KYIV, Ukraine (AP) — Russian President Vladimir Putin has signed laws formally absorbing four Ukrainian regions into Russia, even as its military is struggling to hang on to control of the regions it illegally annexed.
The documents finalizing the annexation carried out in defiance of international laws were published on a Russian government website on Wednesday morning.
Earlier this week, both houses of the Russian parliament ratified treaties making the Donetsk, Luhansk, Kherson and Zaporizhzhia regions part of Russia. That followed Kremlin-orchestrated “referendums” in the four regions that Ukraine and the West have rejected as a sham.
On the ground, Moscow’s war in Ukraine has entered a new, more dangerous phase. Russia faces mounting setbacks, with Ukrainian forces retaking more and more land in the east and in the south — the very regions Moscow has pushed to annex.
The borders of the territories Russia is claiming still remain unclear, but the Kremlin has vowed to defend Russia’s territory — the newly absorbed regions, too — with any means at its disposal, including nuclear weapons.
Ukrainian President Volodymyr Zelenskyy responded to the annexation by announcing a fast-track application to join NATO and formally ruling out talks with Russia. Zelenskyy’s decree, released Tuesday, declares that holding negotiations with Putin has become impossible after his decision to take over the four regions of Ukraine.
The head of Zelenskyy’s office, Andriy Yermak, wrote on his Telegram channel shortly after Putin signed the annexation that “the worthless decisions of the terrorist country (Russia) are not worth the paper they are signed on.
“A collective insane asylum can continue to live in a fictional world,” he added.
Kyiv’s military said Wednesday they have recaptured more villages in the southern Kherson region as a part of their massive counteroffensive effort. Operational Command South said that the Ukrainian flag has been raised above Liubymivka, Khreschenivka, Zolota Balka, Biliaivka, Ukrainka, Velyka and Mala Oleksandrivka villages.

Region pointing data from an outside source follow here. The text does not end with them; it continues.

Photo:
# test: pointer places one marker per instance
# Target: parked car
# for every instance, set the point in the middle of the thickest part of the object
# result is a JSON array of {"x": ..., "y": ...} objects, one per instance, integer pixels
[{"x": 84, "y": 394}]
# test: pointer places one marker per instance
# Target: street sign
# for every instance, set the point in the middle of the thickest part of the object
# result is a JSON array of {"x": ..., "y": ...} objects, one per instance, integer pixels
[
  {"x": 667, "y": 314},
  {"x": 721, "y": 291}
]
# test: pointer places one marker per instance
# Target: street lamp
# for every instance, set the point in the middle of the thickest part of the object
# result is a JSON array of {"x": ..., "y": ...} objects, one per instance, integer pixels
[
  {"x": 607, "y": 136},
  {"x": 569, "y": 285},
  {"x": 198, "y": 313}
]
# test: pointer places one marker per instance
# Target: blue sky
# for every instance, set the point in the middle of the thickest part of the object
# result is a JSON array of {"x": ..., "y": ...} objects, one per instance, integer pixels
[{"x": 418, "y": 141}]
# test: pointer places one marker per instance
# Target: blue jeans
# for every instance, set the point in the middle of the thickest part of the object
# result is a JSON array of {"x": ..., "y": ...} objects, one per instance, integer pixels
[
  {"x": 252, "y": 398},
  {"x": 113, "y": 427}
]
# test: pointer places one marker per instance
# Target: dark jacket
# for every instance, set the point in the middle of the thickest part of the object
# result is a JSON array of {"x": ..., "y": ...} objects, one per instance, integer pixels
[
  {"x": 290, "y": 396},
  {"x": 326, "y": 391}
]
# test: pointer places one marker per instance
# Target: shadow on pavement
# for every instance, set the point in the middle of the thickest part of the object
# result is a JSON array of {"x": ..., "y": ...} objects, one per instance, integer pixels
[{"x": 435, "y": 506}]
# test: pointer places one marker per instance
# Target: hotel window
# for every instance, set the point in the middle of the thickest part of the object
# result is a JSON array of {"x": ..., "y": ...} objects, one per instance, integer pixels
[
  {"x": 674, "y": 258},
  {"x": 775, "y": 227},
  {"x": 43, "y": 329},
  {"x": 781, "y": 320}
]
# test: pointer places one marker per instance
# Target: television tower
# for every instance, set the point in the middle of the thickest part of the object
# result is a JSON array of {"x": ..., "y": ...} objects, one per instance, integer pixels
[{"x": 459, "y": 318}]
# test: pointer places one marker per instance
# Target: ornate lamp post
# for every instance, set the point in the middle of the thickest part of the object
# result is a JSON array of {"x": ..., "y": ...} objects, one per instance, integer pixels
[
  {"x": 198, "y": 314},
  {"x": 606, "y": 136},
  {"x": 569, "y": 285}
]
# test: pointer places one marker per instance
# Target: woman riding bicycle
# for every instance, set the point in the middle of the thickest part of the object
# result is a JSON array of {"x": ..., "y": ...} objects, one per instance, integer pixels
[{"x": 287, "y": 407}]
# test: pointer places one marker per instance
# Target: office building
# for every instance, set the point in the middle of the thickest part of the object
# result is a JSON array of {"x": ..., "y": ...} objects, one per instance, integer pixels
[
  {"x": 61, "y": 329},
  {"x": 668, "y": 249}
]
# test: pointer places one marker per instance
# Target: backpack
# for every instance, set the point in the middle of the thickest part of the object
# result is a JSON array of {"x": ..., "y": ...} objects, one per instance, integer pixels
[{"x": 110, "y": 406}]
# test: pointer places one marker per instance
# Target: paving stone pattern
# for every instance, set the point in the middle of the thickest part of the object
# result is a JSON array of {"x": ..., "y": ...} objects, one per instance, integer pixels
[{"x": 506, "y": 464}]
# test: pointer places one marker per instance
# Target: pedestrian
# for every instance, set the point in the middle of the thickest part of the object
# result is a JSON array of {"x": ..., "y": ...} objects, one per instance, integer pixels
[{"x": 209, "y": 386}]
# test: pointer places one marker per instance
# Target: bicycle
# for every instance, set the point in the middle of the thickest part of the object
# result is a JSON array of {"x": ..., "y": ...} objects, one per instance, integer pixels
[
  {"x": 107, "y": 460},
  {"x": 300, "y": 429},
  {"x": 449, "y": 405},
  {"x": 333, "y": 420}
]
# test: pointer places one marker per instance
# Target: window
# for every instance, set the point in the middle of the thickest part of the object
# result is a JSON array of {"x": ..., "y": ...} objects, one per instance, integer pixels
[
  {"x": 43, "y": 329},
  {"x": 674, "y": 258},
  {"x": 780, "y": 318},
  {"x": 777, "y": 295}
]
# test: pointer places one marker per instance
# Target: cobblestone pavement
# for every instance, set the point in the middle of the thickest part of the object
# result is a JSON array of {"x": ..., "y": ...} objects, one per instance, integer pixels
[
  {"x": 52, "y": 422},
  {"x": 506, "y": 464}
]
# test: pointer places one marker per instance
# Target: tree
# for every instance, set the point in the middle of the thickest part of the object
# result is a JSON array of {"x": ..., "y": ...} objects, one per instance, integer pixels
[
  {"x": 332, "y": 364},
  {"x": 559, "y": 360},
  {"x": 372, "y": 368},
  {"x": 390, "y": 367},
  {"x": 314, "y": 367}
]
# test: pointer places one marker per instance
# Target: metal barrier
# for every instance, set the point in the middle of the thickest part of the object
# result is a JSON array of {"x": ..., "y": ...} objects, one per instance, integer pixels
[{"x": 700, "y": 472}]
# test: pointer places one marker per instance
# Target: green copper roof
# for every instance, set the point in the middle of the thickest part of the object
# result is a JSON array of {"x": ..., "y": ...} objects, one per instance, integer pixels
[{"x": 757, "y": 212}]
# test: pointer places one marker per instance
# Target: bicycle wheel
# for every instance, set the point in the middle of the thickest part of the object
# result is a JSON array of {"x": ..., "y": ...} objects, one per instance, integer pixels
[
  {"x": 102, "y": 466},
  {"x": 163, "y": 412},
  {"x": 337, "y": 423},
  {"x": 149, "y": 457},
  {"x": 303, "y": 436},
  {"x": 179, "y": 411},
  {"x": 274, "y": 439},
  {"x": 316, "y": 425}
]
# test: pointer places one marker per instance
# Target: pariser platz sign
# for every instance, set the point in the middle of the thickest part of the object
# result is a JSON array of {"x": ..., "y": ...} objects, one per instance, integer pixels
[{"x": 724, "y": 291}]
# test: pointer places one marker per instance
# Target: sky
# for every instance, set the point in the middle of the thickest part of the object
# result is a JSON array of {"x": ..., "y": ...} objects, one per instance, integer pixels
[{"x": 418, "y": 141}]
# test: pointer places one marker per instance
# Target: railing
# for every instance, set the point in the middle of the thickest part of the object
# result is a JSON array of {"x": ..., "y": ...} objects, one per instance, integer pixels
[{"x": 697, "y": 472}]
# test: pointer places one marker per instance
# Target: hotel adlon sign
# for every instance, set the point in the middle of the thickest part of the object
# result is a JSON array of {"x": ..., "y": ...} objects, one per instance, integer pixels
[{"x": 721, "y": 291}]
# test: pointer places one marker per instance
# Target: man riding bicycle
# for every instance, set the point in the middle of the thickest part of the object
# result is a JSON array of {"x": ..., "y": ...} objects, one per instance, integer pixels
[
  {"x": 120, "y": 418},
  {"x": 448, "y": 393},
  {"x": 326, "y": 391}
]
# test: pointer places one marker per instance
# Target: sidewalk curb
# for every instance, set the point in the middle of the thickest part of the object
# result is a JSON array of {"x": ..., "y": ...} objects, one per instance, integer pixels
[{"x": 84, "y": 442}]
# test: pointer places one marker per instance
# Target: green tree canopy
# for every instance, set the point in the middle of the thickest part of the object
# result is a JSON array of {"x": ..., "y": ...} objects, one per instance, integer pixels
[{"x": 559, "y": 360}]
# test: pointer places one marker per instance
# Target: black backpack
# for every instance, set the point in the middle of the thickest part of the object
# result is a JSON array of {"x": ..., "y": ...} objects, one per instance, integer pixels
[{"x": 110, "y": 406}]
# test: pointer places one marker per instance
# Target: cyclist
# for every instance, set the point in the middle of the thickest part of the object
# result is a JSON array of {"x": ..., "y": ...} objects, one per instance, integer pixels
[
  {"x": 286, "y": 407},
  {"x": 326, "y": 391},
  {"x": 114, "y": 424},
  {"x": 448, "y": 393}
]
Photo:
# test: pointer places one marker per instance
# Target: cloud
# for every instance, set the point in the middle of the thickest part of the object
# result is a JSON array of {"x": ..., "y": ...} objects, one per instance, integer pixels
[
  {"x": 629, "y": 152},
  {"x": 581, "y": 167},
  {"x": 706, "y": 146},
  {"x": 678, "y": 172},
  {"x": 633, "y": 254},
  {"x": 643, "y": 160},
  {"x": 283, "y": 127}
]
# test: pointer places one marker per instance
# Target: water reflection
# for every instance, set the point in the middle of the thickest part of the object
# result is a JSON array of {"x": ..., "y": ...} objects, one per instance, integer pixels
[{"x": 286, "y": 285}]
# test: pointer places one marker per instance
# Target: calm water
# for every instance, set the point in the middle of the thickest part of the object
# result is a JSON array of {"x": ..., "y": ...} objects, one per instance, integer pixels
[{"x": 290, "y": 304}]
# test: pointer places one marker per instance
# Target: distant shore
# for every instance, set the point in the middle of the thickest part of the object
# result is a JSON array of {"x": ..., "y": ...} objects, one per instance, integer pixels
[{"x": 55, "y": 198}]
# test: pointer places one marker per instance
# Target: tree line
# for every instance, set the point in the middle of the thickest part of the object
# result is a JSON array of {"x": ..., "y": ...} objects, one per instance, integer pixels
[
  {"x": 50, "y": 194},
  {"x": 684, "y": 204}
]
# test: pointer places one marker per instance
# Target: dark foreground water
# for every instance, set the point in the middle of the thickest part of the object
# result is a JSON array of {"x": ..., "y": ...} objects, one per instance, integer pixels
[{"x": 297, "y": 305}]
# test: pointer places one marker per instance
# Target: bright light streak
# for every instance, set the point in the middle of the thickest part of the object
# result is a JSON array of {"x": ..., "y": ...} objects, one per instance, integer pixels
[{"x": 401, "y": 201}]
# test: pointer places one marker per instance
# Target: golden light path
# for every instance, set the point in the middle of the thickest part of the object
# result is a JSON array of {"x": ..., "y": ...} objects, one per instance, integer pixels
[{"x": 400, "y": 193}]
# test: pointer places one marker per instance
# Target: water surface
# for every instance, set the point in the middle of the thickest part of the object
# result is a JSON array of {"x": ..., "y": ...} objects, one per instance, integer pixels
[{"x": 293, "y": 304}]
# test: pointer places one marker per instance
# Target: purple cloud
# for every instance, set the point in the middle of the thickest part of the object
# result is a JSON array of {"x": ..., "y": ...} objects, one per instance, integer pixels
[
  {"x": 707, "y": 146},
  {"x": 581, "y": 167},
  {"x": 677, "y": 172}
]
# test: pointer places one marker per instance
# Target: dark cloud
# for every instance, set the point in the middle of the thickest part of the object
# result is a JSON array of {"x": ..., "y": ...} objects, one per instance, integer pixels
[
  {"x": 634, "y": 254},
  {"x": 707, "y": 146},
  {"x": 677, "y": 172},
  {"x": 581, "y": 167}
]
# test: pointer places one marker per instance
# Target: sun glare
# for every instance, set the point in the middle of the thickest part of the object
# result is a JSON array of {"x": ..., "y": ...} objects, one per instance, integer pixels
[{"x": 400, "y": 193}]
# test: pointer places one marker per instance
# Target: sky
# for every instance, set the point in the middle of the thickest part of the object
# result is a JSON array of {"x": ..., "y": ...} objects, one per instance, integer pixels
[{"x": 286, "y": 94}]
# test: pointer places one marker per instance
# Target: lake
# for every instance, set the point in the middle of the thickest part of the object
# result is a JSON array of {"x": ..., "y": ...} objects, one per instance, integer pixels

On the battlefield on Wednesday morning, multiple explosions rocked Bila Tserkva, setting off fires at what were described as infrastructure facilities in the city to the south of the capital Kyiv, regional leader Oleksiy Kuleba said on Telegram.
Early indications are that the city was attacked by so-called “kamikaze” or suicide drones, he said.
Bila Tserkva is about 80 kilometers (50 miles) south of Kyiv.
Russia has increasingly been using suicide drones in recent weeks, posing a new challenge to Ukrainian defenses. The unmanned vehicles can stay aloft for long periods of time before diving into their targets and detonating their payload at the last moment.
Many of the earlier attacks by the Iranian-made drones happened in the south of the country and not near the capital, which hasn’t been targeted for weeks.
In a later post, Kuleba said that a total of six Shahed-136 drones struck the city, one of the largest in the region after Kyiv itself. One person was injured in the attacks.
Dozens of rescue workers were on the scene and still working to extinguish the fires hours after the attacks were reported, he said.